一緒にスタートした小学校の校長先生と、互いの学校を応援しつつ救護用の船から見守る。小規模校の悩みは、目が届き過ぎるがゆえに子ども達が甘えがちなところだ。発表の声や挨拶の声もどちらかと言えば小さい。その彼らのボートから、「そーれ!いーっちに!いーっちにっ!」と必死の大声が聞こえる。鳥居は恐ろしく遠い。1時間経過した。まだ、彼らの声は衰えない。
後で、乗り込んだ教師が教えてくれた。「船長の江島さんの指導力がとにかくすごかった。子ども達を励まし、笑わせ、リズムを作って盛り上げた。教師としても本当に勉強になった」。
私もスタッフの方々の力を随所に感じた。船を下りた後、「あの子は態度で損はしていますが、よく気がつくし見て覚える力を持っていますね」と個々の児童の特性までつかんで、船の中で生かしてくれていた。
天候や子ども達の体力によっては、通れない白髭神社の鳥居。一緒にスタートした小学校が、先に越えた。いよいよ、敷津小学校の船がやってくる。子ども達は顔を真っ赤にして漕ぎ、声を出し、鳥居を越えるための「櫂(かい)立て!」の指示を聞き逃さないように集中している。
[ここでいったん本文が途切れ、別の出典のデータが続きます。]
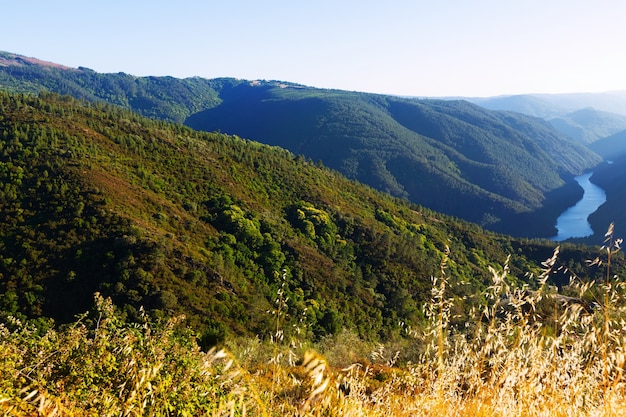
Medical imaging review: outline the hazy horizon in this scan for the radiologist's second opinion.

重い櫂を、指示から6秒以内に立てなければ鳥居にぶつかる。
「櫂立て!」
力を振り絞って、隣の子と力を合わせて櫂を持ち上げる。1本、遅れたところを船長が飛びついて立ててくれた。くぐった!
こぎ始めて約2時間。暑かったが、湖上を吹く風は涼しい。櫂を下ろして健闘をたたえ合う、船からの歓声が聞こえた。その時も泣きそうになったが、そこから2キロ、トータル6キロの距離を2時間45分で漕ぎきった姿に泣かされた。私はこの3カ月半、君たちの何を理解したというのだろう。この自然と、体験プログラムと、優秀な指導者が一気に引き出した子どもの力。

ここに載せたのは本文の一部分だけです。